In connection with the Global Offer, the Stabilisation Manager, or any of its agents, may (but will be under no obligation to), to the extent permitted by applicable law, over-allot Ordinary Shares or effect other transactions with a view to supporting the market price of the Ordinary Shares at a higher level than that which might otherwise prevail in the open market. The Stabilisation Manager is not required to enter into such transactions and such transactions may be effected on any stock market, over-the-counter market, stock exchange or otherwise and may be undertaken at any time during the period commencing on the date of the commencement of conditional dealings of the Ordinary Shares on the London Stock Exchange and ending no later than 30 calendar days thereafter (or, in respect of any stabilisation action undertaken in Hong Kong, ending at such time in accordance with applicable laws and regulatory requirements). However, there will be no obligation on the Stabilisation Manager or any of its agents to effect stabilising transactions and there is no assurance that stabilising transactions will be undertaken. Such stabilising measures, if commenced, may be discontinued at any time without prior notice. In no event will measures be taken to stabilise the market price of the Ordinary Shares above the offer price. The details of any intended stabilisation to be undertaken in Hong Kong and how it will be regulated under the Securities and Futures Ordinance (Cap.571 of the Laws of Hong Kong) are contained in the Hong Kong Prospectus. Save as required by law or regulation, neither the Stabilisation Manager nor any of its agents intends to disclose the extent of any over-allotments made and/or stabilisation transactions conducted in relation to the Global Offer.

 

In connection with the Global Offer, the Stabilisation Manager may, for stabilisation purposes, over-allot Ordinary Shares up to a maximum of 10 per cent of the total number of Ordinary Shares comprised in the Global Offer.

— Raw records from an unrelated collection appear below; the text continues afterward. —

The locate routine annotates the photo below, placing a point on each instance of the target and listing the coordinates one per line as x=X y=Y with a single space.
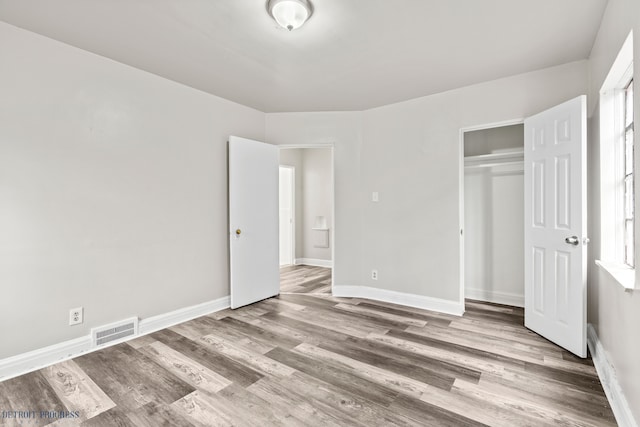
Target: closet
x=494 y=215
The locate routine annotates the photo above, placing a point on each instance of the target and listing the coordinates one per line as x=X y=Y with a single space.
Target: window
x=628 y=179
x=617 y=170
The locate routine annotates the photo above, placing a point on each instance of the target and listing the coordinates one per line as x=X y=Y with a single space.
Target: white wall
x=113 y=189
x=409 y=153
x=613 y=312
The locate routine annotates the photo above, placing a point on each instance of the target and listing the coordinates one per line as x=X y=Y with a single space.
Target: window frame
x=612 y=170
x=628 y=200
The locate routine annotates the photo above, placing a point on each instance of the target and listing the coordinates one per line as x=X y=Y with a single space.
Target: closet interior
x=494 y=215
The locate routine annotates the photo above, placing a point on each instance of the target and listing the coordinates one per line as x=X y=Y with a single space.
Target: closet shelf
x=495 y=159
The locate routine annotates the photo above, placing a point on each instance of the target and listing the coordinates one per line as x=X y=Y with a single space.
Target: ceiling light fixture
x=290 y=14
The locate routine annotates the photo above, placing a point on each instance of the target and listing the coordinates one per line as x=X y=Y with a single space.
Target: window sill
x=623 y=274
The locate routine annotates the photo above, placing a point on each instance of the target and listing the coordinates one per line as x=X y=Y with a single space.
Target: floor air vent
x=114 y=332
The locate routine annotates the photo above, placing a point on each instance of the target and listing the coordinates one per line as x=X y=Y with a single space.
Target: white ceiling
x=351 y=54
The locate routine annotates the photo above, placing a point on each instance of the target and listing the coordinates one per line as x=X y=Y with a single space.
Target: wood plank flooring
x=304 y=279
x=308 y=359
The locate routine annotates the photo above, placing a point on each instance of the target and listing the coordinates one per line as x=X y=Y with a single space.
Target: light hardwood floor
x=310 y=359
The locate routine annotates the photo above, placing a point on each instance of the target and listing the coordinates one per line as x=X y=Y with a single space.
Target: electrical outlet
x=76 y=316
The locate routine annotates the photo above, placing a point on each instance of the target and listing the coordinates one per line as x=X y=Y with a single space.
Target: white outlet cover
x=76 y=316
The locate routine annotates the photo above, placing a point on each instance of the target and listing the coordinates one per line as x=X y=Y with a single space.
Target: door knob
x=573 y=240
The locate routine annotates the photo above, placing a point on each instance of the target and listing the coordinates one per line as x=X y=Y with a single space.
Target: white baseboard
x=607 y=374
x=314 y=262
x=46 y=356
x=506 y=298
x=411 y=300
x=155 y=323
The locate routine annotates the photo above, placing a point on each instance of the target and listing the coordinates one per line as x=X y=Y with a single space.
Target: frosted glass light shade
x=290 y=14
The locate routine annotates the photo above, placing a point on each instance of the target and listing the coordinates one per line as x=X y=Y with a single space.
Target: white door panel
x=555 y=224
x=253 y=221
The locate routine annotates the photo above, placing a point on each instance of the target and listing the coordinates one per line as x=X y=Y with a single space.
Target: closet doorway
x=493 y=214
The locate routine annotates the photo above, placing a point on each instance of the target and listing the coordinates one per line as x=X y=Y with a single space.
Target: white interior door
x=253 y=221
x=555 y=224
x=286 y=214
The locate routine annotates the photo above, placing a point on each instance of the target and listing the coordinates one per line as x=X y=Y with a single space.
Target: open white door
x=253 y=221
x=555 y=224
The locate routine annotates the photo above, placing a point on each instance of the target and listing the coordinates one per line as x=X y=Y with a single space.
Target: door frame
x=292 y=190
x=332 y=232
x=461 y=232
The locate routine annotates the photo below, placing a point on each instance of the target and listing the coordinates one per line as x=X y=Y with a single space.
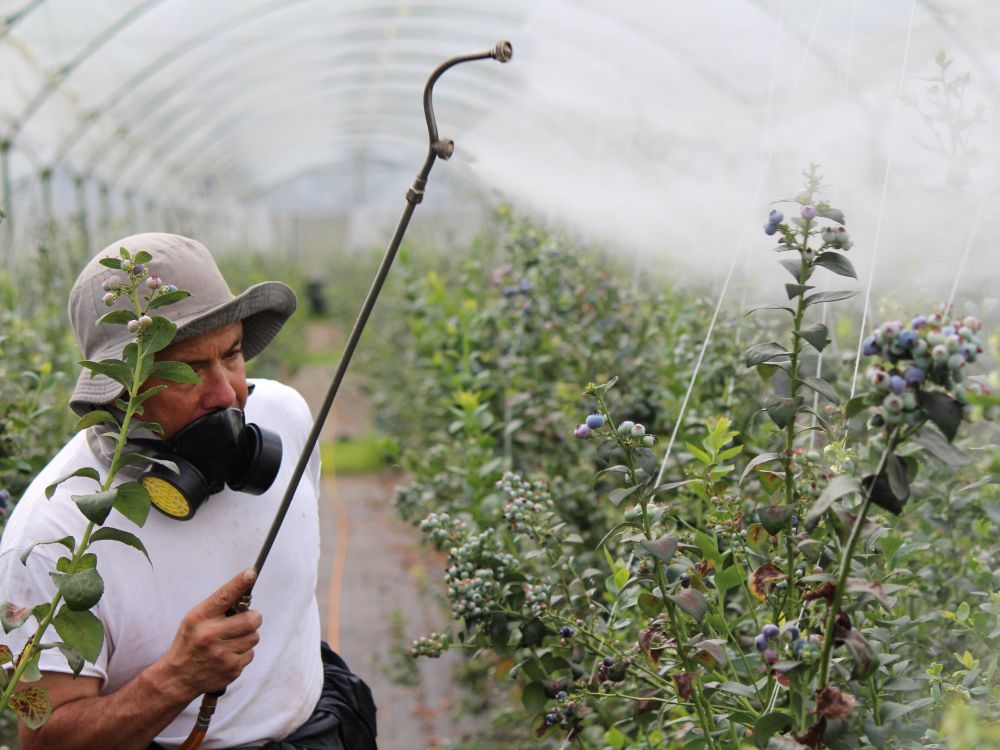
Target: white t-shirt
x=143 y=604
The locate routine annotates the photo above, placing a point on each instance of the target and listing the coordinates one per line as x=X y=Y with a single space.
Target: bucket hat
x=188 y=265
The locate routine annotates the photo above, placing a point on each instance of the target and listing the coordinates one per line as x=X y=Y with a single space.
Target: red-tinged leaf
x=32 y=706
x=684 y=683
x=13 y=616
x=833 y=704
x=763 y=579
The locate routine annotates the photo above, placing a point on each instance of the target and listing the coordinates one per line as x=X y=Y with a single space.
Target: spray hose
x=501 y=51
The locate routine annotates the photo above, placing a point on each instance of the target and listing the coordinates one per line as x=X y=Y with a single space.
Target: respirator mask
x=214 y=451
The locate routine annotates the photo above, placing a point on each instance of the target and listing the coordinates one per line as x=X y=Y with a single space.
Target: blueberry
x=897 y=384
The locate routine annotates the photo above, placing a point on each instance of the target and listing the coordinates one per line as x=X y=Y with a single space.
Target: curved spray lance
x=501 y=51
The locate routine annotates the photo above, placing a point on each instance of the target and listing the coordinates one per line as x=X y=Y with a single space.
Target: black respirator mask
x=213 y=451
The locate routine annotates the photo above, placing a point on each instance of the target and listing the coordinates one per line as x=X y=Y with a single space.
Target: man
x=168 y=638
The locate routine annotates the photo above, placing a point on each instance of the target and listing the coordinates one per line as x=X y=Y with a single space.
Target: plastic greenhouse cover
x=649 y=123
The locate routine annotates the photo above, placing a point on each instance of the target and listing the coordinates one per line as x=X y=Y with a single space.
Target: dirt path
x=379 y=588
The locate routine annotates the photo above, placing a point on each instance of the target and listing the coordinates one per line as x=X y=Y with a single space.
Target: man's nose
x=217 y=390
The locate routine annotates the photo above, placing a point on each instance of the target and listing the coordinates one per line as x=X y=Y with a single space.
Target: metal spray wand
x=502 y=51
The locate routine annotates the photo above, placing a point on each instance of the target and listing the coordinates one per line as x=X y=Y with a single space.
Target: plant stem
x=845 y=564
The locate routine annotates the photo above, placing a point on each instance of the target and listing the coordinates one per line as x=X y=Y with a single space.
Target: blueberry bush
x=812 y=567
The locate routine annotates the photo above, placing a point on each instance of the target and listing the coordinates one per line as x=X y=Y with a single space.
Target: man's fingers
x=229 y=594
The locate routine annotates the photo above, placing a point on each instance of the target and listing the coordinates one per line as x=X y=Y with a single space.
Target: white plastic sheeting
x=655 y=125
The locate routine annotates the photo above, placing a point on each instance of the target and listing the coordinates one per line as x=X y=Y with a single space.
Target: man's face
x=217 y=358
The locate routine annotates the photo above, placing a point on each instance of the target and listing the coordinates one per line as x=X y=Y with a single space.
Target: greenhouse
x=614 y=376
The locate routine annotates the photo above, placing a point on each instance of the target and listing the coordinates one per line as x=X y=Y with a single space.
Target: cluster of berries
x=536 y=596
x=525 y=500
x=443 y=530
x=567 y=710
x=474 y=573
x=930 y=349
x=431 y=646
x=512 y=291
x=768 y=639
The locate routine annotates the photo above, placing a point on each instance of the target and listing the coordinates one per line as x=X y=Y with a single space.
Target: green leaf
x=943 y=411
x=796 y=290
x=112 y=368
x=855 y=406
x=793 y=266
x=862 y=655
x=533 y=697
x=97 y=506
x=178 y=372
x=117 y=535
x=117 y=317
x=938 y=446
x=81 y=590
x=760 y=353
x=817 y=335
x=86 y=471
x=168 y=298
x=775 y=518
x=837 y=263
x=133 y=502
x=821 y=387
x=616 y=496
x=80 y=630
x=533 y=633
x=662 y=549
x=782 y=411
x=32 y=706
x=821 y=297
x=691 y=601
x=729 y=578
x=13 y=616
x=98 y=416
x=838 y=487
x=770 y=724
x=67 y=541
x=763 y=458
x=160 y=333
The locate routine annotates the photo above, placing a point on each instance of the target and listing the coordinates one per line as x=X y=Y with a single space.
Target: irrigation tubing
x=502 y=52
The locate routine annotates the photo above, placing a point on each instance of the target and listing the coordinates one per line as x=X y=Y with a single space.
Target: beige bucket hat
x=188 y=265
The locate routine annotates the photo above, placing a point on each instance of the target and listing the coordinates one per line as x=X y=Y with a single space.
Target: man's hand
x=210 y=649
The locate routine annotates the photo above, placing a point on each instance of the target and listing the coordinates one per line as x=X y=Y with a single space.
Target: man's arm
x=209 y=651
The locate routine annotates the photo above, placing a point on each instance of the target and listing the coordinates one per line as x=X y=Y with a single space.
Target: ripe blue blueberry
x=897 y=384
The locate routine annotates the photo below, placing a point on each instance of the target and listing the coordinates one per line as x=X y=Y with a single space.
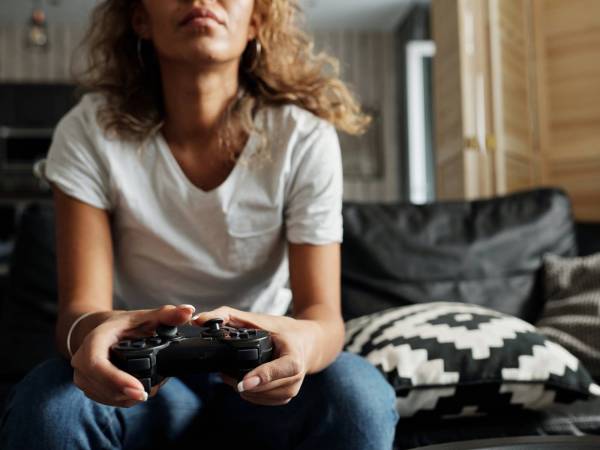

For the purposes of allowing it to cover short positions resulting from any such over-allotments and/or from sales of Ordinary Shares effected by it during the stabilisation period, the Stabilisation Manager will enter into over-allotment arrangements pursuant to which the Stabilisation Manager may purchase or procure purchasers for additional Ordinary Shares up to a maximum of 10 per cent of the total number of Ordinary Shares comprised in the Global Offer (the "Over Allotment Shares") at the offer price. The over-allotment arrangements will be exercisable in whole or in part, upon notice by the Stabilisation Manager, at any time on or before the 30th calendar day after the commencement of conditional dealings in the Ordinary Shares on the London Stock Exchange (or, in respect of any over-allotment arrangement taking place in Hong Kong, before such time in accordance with the applicable laws and regulatory requirements). Any Over Allotment Shares will be purchased on the same terms and conditions as the Ordinary Shares being issued or sold in the Global Offer and will form a single class for all purposes with the other Ordinary Shares.